Okyanus kenarı olması çok daha farklı bir atmosfer katmış şehre.... İnsanları çoğu caddenin sokakların ortasında ellerinde sörf tahtaları çılgın dalgalarda sörf yapmaya gidiyorlar...
Şehri şöyle bir dolaştıktan sonra kalacak bir kamping bulabilmek için turizm ofisinden bilgi aldık ve şehre 5 km uzaklıkta İgueldo kampingde yer bulup yerleştik. Bu kamping şehre yakın tek kamping onun için başka da seçeneğimiz yoktu. Fakat oldukça güzel ve fiyat olarakta oldukça uygun bir kampingti. Biz 2 kişi çadır ve arabamız toplam 27 euroya 1 gece konakladık. Planlarımız da 3 gece konaklamak vardı fakat gece başlayan yağmur ve ertesi sabah kalktığımızda hava sıcaklığının 21 derece olmasından dolayı tatili kısa kesmek zorunda kaldık.

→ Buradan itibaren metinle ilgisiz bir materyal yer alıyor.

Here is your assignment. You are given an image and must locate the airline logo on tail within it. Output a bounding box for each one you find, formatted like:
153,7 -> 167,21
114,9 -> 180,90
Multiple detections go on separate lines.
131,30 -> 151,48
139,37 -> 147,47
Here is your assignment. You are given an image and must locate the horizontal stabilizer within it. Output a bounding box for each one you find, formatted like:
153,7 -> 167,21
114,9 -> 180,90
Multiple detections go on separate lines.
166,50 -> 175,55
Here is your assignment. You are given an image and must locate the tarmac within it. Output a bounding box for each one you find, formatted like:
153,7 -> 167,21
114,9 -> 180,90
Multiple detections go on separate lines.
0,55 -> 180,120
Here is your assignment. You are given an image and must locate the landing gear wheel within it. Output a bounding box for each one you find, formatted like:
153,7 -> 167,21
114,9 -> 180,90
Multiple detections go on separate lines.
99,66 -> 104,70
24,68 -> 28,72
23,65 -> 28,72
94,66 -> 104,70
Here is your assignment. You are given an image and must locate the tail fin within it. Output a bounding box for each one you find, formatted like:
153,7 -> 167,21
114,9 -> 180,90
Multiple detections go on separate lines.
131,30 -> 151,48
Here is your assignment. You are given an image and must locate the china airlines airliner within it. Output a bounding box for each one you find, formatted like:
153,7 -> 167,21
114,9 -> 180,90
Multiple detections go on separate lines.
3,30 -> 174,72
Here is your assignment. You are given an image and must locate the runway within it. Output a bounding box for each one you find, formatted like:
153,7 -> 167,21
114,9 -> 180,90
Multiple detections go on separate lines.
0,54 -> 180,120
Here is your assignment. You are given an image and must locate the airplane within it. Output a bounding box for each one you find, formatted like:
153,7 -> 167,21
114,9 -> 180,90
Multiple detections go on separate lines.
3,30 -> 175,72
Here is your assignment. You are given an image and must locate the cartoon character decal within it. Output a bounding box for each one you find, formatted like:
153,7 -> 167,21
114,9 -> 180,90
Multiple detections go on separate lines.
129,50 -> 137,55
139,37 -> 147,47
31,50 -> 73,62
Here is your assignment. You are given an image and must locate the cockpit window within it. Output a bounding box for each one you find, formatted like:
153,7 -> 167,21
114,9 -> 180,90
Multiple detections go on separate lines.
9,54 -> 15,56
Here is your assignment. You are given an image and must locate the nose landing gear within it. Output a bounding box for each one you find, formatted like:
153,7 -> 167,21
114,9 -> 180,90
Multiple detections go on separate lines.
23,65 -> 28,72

Yukarıda ki resimde gördüğünüz eserlere rüzgar tarağı adı verilmiş. Şehre giren rüzgarı dağıttığına inanılan bu eserler 2 sanatçının eseridir. Ve bir çok turist tarafından ziyaret edilmektedir.
Şehir çok küçük olduğundan ertesi sabah öğlen kampingten ayrılıp şehri merkezine geldik ve etrafı iyice gezdik bir ara buraya kadar geldik okyanusta yüzmeden dönmeyelim dedik ama hava sıcaklığı pekte normal olmadığından ben bu fikirden hemen vaz geçsem de Murat yüzdü. Kumsalda oturup sörf yapanları seyrettik. Akşam saat 7 gibi St. Sebastiandan ayrıldık ve eve doğru yola çıktık.
Fransa sınırını geçtikten 10 km sonra St.Jean de Luz adlı küçük bir şehire geldik. Denizin üzerinde küçük bir köprüden geçerken koyda ki evler ve tekneler çok hoşuma gitti ve fotoğraf çekmek için durduk fakat sonra burası o kadar hoşumuza gitti ki heryeri iyice gezmeden ve akşam yemeğimizi yemeden ayrılamayacağımız anladık.